Advanced Synthetic Data and Pose Estimation Framework for Enhanced Autonomous Spacecraft Operations

We aim to bridge the current domain gap in visual-based deep learning solution in space activities by:

1. Generating high-fidelity Synthetic Data Leveraging state-of-the-art path-tracing and real-time 3D tools to create photorealistic synthetic data sets. This data will closely mirror real-world space environments, substantially improving the training and performance of deep learning models used in space applications.
2. Establishing a robust Simulation Testbed Introducing a versatile, real-time simulation environment integrated with an n-body simulation and a comprehensive software API. This testbed will enable the formulation and safe testing of various space activity scenarios, allowing for risk-free evaluation and refinement of visual-based deep learning models.
3. Innovating 6-Degrees-of-Freedom Pose Estimation Advancing current 6DoF pose estimation techniques by incorporating more robust keypoint detection, probabilistic Perspective-n-Point (PnP) solving, and solution deployment on space-grade edge devices like AMD Versal AI Edge.
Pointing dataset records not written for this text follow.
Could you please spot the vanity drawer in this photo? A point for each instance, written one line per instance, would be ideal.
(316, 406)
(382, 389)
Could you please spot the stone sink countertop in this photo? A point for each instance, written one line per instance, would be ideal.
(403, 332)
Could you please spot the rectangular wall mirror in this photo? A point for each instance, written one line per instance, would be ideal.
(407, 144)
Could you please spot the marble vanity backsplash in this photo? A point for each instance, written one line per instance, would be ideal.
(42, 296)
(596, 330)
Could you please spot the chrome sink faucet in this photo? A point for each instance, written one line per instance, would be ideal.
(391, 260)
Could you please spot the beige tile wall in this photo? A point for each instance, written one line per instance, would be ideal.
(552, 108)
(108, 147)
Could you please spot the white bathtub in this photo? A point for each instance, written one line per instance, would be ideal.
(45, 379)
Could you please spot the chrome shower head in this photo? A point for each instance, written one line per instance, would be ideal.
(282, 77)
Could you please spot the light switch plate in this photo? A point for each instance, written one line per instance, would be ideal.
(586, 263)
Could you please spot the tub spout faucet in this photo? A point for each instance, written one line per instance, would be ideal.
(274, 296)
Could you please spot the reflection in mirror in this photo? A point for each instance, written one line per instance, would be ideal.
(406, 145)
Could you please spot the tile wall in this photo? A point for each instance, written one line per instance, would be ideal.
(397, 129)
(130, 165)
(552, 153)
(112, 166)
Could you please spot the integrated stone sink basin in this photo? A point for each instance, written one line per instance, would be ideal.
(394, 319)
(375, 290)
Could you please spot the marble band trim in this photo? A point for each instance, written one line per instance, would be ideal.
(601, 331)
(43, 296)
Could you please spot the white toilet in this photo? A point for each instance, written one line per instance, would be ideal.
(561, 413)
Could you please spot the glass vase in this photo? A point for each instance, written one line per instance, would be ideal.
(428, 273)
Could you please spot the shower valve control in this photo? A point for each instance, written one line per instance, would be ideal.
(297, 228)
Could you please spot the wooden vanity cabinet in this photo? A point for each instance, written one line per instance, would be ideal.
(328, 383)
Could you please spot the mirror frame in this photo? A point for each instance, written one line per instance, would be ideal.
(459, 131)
This innovation aims to improve automatic visual navigation in next-generation satellites, enhancing autonomous proximity operations' safety, efficiency, and success.

Our goal is to address and overcome the challenges of domain-specific training limitations and push the boundaries of what is achievable in autonomous space missions, aligning closely with ESA's vision of advancing space technology and exploration.